Me too! I’m still gutted the end was ruined for me – both from my friend ruining it and that last part.
Yeah, that would have ticked me off, too.
Too bad the ending was ruined! I read the book in high school and pretty much remembered only the sensational plot points, so I was waiting for it the whole time too. However, in my case I think it allowed me to appreciate the rest of it so much more. I loved how Tolstoy gave such a full picture of the crumbling aristocracy. He does seem to love the philosophically heavy ending though. I didn’t mind it as much in AK as in W&P, but it was almost like he’d had enough of story-telling and couldn’t restrain himself.
He really did and I didn’t even touch on that in my response. I read a review or a recap or maybe the new movie poster/trailer that described the setting as the twilight of an empire. And it was really spot on.
That definitely doesn’t make me look forward to W&P, but we’ll see when I get to it!
Great book and excellent review even if the ending was spoiled for you.
Thanks. Like I’ve said everywhere, I was really surprised at how much I like it. Guess I just have to read even wider now since I was that surprised and had assumed I wouldn’t like ‘Russian Literature.’
For me Russian literature has been a little like reading sweeping sagas and each one I’ve read sweeps me away somewhere, I think I find it alost easier to be immersed in than some English classic literature, its the size thats offputting.
I was recommended to read The Idiot in a creative writing class, as Dostoevsky is a master of building characters and really glad I did. I haven’t read War and Peace yet, one day for sure.
I think the epic sweep really does describe it (from my one book experience and my understanding).
I can’t believe your friend spilled the beans on this one! After all that reading, too. Everything is pulling me to read this book very soon, though it is very intimidating to me!
I was so grumpy and almost didn’t finish the novel. But to be fair I guess that’s what I get for coming across as so well read. Definitely give it a go, it has convenient stopping points, plus with the new film adaptaion coming out later this year, it’s a great time!
I just read this one, also for the Classics Club and for my translated requirement for the Back to the Classics Challenge. I SO SO SO agree with you on Part 8 being completely unnecessary. According to the Wikipedia article about the book (which, you know, may or may not be true depending on who felt like updating it this week), Tolstoy’s editor at the magazine that originally serialized the novel wouldn’t run the last section because they had political disagreements about the troops being sent to Serbia, so maybe the last section just really needed an editor and never got one? Either way, it could have ended on Part 7.

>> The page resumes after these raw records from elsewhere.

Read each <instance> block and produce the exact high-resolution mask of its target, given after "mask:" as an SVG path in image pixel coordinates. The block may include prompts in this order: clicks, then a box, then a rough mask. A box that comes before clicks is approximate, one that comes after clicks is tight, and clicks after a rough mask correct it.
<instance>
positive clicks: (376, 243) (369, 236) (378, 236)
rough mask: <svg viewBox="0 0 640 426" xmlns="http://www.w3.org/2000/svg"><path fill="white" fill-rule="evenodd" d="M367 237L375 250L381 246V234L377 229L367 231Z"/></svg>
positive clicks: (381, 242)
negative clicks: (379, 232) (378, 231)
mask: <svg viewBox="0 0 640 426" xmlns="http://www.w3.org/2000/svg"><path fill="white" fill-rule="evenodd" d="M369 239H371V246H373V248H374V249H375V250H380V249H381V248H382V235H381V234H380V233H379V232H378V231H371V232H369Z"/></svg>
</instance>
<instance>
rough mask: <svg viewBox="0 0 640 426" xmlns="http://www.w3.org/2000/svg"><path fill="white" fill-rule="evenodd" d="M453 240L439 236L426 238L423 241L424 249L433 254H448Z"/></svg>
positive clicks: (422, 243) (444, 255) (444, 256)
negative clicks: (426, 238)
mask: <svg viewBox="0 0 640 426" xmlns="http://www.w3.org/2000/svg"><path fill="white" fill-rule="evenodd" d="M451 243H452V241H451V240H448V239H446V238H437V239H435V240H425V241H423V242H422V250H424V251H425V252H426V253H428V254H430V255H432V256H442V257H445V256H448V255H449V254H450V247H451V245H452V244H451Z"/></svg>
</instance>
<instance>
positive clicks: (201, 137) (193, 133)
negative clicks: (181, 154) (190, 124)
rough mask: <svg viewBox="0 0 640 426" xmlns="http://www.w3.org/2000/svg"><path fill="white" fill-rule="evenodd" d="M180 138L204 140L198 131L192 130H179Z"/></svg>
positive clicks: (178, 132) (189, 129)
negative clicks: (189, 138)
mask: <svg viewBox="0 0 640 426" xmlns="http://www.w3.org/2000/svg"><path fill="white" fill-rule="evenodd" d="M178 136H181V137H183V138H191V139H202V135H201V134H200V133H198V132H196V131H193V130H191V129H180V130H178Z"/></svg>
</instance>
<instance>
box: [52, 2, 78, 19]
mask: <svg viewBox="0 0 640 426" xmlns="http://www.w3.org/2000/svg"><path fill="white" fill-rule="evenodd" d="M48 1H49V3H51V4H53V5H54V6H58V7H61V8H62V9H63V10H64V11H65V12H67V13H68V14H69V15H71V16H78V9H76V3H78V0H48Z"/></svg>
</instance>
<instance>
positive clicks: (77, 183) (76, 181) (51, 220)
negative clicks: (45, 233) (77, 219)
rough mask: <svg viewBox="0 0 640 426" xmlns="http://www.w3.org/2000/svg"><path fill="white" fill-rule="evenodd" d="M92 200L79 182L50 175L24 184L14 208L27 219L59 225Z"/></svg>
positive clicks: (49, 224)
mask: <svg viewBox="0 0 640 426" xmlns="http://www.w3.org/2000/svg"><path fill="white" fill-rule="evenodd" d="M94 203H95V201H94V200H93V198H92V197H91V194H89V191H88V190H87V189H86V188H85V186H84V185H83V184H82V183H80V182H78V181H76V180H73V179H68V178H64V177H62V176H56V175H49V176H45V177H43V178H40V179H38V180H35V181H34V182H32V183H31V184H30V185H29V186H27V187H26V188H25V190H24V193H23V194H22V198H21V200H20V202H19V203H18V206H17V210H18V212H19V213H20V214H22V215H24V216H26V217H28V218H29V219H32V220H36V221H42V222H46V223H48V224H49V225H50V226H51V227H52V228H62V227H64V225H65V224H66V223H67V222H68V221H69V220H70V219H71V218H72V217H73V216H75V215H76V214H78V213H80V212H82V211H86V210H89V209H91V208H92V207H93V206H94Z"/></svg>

And I read the introduction to my edition before starting the novel, hoping for some background/context for the novel, and it gave away the ending too… SO FRUSTRATING. Still a good read, though. Funny that your friend just assumed you had already read it!

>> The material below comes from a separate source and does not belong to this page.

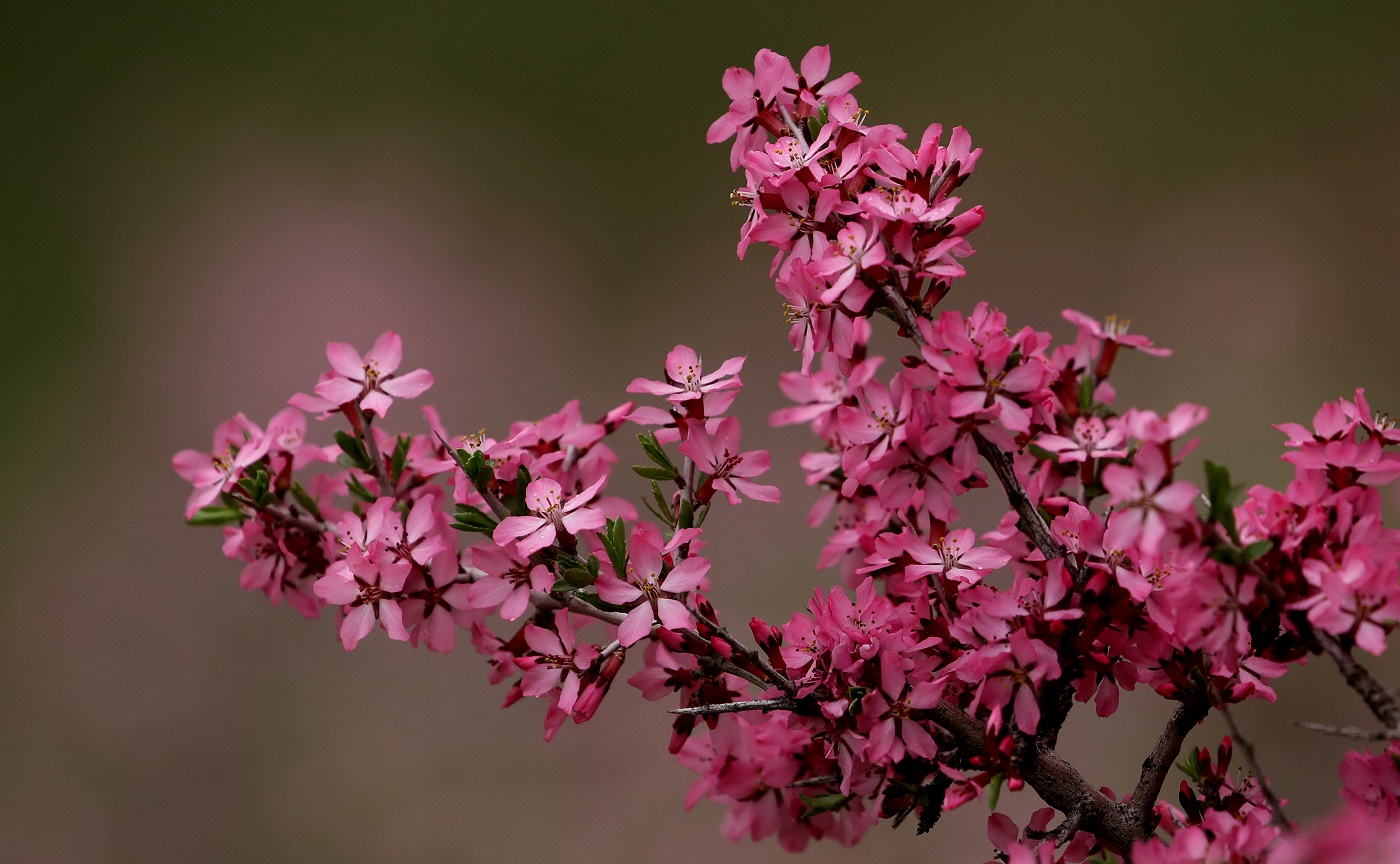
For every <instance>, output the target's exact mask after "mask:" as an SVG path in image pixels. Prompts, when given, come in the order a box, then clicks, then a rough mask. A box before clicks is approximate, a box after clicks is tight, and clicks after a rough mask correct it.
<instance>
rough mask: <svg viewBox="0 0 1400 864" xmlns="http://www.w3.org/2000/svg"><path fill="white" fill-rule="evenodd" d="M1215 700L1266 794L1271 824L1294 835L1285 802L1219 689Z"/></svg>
mask: <svg viewBox="0 0 1400 864" xmlns="http://www.w3.org/2000/svg"><path fill="white" fill-rule="evenodd" d="M1215 699H1217V700H1218V702H1219V704H1218V706H1217V707H1218V709H1219V711H1221V714H1224V716H1225V725H1228V727H1229V734H1231V737H1233V738H1235V741H1236V742H1239V748H1240V749H1242V751H1243V752H1245V762H1247V763H1249V770H1250V772H1253V773H1254V779H1256V781H1257V783H1259V790H1260V791H1261V793H1264V801H1267V802H1268V809H1270V811H1273V818H1271V822H1273V823H1274V825H1277V826H1278V830H1281V832H1284V833H1285V835H1291V833H1294V825H1292V822H1289V821H1288V816H1287V815H1285V814H1284V802H1282V801H1280V800H1278V795H1277V794H1274V788H1273V786H1270V784H1268V777H1267V776H1266V774H1264V769H1263V767H1260V765H1259V756H1256V755H1254V745H1253V744H1252V742H1250V741H1249V738H1246V737H1245V732H1242V731H1240V730H1239V724H1238V723H1235V714H1233V713H1232V711H1231V710H1229V704H1228V703H1226V702H1225V699H1224V697H1222V696H1221V692H1219V689H1217V690H1215Z"/></svg>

Thanks for stopping by and for the comment! I doubt it about needing an editor – I think it was too different. It would’ve belonged great in one of his political essays, and maybe was from or inspired an essay, but I felt like it was just slapped on there and vaguely connected to the subject matter.
It’s funny – I’ve started to read the intros regardless of whether they’ll reveal something. I think they give so much to look out for as you’re reading that it’s almost a travesty not to read them unless you know for certain you will re-read the book. I have at times stopped if I felt there was going to be a major reveal that I didn’t want to know, but in general I do now read the intros.